Decreasing the time you sit on the couch just 21 minutes a day can improve your health, say Finnish researchers who set out to discover if reducing sedentary time would harvest any health benefits during one year.
They found that sitting less improved some biomarkers, including fasting glucose levels, and maintained muscle mass during the year.
Office workers with young children participated in the study conducted at the University of Jyväskylä, Finland. The participants were randomized in two groups. The participants of the intervention group were provided with counseling to discuss strategies to reduce the amount of time sitting at work and during leisure time. The participants set personal goals that they believed workable.
The most common goal for work time was to break up long periods of sitting while working and during coffee breaks. For leisure time, the most common goals were to be more active during commuting and to increase active time with their family.
After counseling, sedentary time, measured by accelerometers — advanced forms of pedometers — decreased by 21 minutes a day compared to the non-intervention group.
The intervention group's fasting glucose levels decreased slightly, and their Apolipoprotein B-to-Apolipoprotein A-1 ratio, which is a cholesterol biomarker related to cardiovascular risk, improved during the year.
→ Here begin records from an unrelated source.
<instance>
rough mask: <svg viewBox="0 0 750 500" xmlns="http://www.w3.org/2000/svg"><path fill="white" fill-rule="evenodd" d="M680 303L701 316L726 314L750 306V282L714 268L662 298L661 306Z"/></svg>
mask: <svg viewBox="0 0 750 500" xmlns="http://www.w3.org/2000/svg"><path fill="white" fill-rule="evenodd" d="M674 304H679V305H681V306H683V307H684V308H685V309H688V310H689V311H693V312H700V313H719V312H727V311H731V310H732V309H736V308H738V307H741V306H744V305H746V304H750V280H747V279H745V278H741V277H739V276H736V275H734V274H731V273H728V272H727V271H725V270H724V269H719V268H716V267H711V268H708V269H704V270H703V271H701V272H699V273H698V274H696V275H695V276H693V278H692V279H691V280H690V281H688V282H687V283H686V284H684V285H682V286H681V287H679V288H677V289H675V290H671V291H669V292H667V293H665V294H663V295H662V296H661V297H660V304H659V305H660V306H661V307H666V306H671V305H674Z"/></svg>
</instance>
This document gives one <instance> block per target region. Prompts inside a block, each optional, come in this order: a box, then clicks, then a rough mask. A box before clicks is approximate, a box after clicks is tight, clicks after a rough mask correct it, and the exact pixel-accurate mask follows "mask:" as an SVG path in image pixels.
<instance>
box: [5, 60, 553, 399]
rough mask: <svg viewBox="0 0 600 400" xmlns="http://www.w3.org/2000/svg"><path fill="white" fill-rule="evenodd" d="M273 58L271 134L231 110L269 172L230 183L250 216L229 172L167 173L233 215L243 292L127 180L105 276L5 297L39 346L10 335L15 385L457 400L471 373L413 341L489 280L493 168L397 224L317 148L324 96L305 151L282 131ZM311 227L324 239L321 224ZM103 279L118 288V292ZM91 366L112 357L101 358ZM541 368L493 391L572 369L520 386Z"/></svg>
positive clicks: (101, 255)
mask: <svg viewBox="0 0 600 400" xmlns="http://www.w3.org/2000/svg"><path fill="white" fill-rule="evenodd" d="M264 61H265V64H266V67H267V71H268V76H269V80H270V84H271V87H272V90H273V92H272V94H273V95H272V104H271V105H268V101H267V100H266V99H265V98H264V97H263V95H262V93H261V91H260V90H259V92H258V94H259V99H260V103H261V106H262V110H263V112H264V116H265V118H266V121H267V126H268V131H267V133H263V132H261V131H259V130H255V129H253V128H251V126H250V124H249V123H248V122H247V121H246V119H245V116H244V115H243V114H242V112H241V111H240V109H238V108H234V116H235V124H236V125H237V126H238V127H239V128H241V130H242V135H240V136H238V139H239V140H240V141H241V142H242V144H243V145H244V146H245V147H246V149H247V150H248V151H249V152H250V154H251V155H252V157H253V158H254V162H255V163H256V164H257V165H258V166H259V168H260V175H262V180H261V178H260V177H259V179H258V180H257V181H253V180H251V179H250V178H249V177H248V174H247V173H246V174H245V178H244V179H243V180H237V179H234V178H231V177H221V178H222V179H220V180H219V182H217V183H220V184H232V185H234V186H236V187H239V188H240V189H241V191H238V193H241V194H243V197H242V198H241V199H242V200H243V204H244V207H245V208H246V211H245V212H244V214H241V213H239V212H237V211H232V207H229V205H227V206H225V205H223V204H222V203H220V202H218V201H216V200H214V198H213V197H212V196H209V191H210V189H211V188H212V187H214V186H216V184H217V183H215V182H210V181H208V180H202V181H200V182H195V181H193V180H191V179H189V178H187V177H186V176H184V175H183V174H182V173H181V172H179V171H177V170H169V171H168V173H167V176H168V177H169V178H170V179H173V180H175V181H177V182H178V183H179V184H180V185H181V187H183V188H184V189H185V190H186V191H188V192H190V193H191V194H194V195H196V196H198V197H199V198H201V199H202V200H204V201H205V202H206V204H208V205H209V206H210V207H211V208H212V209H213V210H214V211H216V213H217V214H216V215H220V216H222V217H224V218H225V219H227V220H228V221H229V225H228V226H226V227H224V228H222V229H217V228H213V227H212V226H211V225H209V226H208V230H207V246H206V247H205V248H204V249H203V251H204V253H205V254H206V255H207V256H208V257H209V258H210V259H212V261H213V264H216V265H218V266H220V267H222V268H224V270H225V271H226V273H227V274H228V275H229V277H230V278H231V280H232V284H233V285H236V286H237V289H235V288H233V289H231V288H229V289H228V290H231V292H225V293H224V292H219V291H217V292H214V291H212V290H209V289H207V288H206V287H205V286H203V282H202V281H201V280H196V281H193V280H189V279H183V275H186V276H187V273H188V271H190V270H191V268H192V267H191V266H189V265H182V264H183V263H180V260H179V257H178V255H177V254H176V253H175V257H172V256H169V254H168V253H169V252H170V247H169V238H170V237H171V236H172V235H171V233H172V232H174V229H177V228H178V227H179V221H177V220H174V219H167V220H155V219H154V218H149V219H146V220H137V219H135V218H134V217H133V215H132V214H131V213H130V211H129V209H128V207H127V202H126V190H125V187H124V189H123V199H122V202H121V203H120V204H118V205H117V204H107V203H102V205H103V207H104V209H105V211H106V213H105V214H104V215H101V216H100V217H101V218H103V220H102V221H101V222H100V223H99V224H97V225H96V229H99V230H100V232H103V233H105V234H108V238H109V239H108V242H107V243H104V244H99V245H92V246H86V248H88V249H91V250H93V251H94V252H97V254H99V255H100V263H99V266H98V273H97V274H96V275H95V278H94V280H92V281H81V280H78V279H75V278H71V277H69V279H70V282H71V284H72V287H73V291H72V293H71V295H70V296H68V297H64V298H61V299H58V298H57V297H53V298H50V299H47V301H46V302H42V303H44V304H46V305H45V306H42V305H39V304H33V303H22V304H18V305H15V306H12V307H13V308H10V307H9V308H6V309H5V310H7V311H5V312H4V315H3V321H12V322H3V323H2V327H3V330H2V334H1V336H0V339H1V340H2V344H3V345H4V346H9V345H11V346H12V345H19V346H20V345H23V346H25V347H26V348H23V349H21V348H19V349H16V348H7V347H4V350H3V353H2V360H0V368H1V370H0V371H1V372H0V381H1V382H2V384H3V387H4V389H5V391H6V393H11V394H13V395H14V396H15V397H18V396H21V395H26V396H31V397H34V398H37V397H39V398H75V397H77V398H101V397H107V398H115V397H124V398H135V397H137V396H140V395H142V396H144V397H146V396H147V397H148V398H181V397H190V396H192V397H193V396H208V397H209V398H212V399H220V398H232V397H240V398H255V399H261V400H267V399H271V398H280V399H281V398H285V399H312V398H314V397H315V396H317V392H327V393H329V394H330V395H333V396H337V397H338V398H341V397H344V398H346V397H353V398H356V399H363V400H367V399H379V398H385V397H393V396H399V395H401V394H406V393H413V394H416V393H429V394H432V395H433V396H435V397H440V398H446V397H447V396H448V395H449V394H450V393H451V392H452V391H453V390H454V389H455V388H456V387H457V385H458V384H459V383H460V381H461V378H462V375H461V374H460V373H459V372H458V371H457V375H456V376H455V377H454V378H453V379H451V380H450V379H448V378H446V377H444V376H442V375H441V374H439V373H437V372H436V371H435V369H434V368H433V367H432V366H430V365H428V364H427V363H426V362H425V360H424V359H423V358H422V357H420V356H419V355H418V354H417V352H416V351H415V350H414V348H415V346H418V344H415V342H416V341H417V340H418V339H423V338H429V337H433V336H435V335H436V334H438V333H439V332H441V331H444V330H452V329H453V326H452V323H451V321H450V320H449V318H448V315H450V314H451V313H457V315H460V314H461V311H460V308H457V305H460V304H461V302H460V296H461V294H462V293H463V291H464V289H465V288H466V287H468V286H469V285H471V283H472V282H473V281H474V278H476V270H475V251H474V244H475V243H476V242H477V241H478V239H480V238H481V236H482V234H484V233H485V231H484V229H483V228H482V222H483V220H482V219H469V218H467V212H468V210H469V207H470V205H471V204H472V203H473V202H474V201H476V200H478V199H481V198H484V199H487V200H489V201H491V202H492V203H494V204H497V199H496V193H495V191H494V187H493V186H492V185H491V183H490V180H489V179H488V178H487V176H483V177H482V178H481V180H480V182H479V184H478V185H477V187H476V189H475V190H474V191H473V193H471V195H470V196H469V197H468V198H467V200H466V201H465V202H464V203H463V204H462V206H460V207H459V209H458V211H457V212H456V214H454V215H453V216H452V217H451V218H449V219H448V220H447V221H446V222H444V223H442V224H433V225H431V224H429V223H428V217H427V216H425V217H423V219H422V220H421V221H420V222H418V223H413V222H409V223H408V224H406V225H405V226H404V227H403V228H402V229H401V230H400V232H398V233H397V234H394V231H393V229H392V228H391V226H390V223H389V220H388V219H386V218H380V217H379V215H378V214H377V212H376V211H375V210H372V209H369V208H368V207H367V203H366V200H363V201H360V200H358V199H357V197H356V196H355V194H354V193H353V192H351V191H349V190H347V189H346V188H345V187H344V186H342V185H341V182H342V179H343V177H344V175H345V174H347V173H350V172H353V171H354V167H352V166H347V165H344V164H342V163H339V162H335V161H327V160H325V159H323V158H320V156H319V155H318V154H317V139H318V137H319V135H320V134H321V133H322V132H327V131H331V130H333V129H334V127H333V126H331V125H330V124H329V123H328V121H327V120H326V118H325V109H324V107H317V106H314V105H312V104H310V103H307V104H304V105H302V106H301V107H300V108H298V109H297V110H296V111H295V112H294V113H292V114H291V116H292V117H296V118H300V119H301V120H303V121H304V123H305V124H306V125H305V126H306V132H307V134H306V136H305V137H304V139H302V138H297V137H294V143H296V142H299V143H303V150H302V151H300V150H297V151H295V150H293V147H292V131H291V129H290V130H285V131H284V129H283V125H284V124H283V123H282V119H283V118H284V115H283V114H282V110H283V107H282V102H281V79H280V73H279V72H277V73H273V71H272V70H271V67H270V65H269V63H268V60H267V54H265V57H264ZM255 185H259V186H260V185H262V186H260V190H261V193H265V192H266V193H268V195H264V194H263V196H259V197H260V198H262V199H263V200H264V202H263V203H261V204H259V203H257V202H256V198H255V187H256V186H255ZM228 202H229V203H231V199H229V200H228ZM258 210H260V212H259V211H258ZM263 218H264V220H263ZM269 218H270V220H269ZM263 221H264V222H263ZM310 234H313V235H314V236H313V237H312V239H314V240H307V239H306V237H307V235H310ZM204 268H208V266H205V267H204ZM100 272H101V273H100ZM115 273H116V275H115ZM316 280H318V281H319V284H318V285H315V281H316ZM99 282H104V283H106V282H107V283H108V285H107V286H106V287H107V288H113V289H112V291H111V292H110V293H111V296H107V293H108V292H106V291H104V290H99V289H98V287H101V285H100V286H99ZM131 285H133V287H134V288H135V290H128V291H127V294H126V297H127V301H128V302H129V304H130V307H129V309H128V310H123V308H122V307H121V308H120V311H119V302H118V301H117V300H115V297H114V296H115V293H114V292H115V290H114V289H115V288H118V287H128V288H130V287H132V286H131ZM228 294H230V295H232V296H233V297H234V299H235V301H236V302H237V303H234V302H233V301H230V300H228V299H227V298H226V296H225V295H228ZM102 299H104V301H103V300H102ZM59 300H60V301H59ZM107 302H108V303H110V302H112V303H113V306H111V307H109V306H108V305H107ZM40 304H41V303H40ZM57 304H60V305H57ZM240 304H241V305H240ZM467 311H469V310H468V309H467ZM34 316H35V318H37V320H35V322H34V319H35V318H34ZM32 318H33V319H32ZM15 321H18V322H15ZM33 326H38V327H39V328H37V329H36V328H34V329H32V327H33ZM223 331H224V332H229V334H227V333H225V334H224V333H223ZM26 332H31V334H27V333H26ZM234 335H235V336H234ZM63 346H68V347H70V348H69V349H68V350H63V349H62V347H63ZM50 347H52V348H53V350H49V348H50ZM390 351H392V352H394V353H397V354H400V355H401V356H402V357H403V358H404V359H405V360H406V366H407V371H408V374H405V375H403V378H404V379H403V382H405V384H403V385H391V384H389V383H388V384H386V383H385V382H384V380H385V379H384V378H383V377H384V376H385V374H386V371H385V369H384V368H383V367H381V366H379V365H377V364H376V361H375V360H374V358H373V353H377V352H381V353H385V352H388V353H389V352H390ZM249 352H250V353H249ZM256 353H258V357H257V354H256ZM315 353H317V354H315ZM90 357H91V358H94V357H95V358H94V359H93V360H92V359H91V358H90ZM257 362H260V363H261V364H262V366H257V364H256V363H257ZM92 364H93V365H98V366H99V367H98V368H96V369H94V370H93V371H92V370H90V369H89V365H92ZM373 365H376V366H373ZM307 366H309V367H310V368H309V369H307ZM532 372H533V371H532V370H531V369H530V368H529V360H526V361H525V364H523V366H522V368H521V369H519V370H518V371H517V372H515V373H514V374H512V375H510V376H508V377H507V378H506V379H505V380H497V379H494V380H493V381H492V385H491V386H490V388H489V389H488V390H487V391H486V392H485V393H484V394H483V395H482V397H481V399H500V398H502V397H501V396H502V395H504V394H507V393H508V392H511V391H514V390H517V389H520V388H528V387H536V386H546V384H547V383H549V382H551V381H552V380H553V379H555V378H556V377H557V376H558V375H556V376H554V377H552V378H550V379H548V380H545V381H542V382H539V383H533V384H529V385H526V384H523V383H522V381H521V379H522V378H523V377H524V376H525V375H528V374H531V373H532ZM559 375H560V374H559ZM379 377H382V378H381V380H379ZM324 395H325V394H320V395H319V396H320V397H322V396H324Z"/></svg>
At the same time, they maintained leg muscle mass, whereas the control group's muscle mass decreased by a half percent.
"This study shows that it is possible to reduce the sedentary time of people in a busy phase of life," said study author Arto Pesola, Doctor of Sport Sciences.
Studies have shown that increased sitting time is associated with Type 2 diabetes, cardiovascular diseases, and premature mortality.
Other studies have also found ways to improve the health of sedentary workers. Researchers from the University of Missouri have found that fidgeting can help prevent arterial disease by increasing blood flow in legs.
A Danish study found a reduction in body fat after three months of using sit-stand desks.
Taking a stroll at lunchtime can not only improve your health, but can also lift your mood immediately and help you handle a stressful afternoon, according to an Australian study.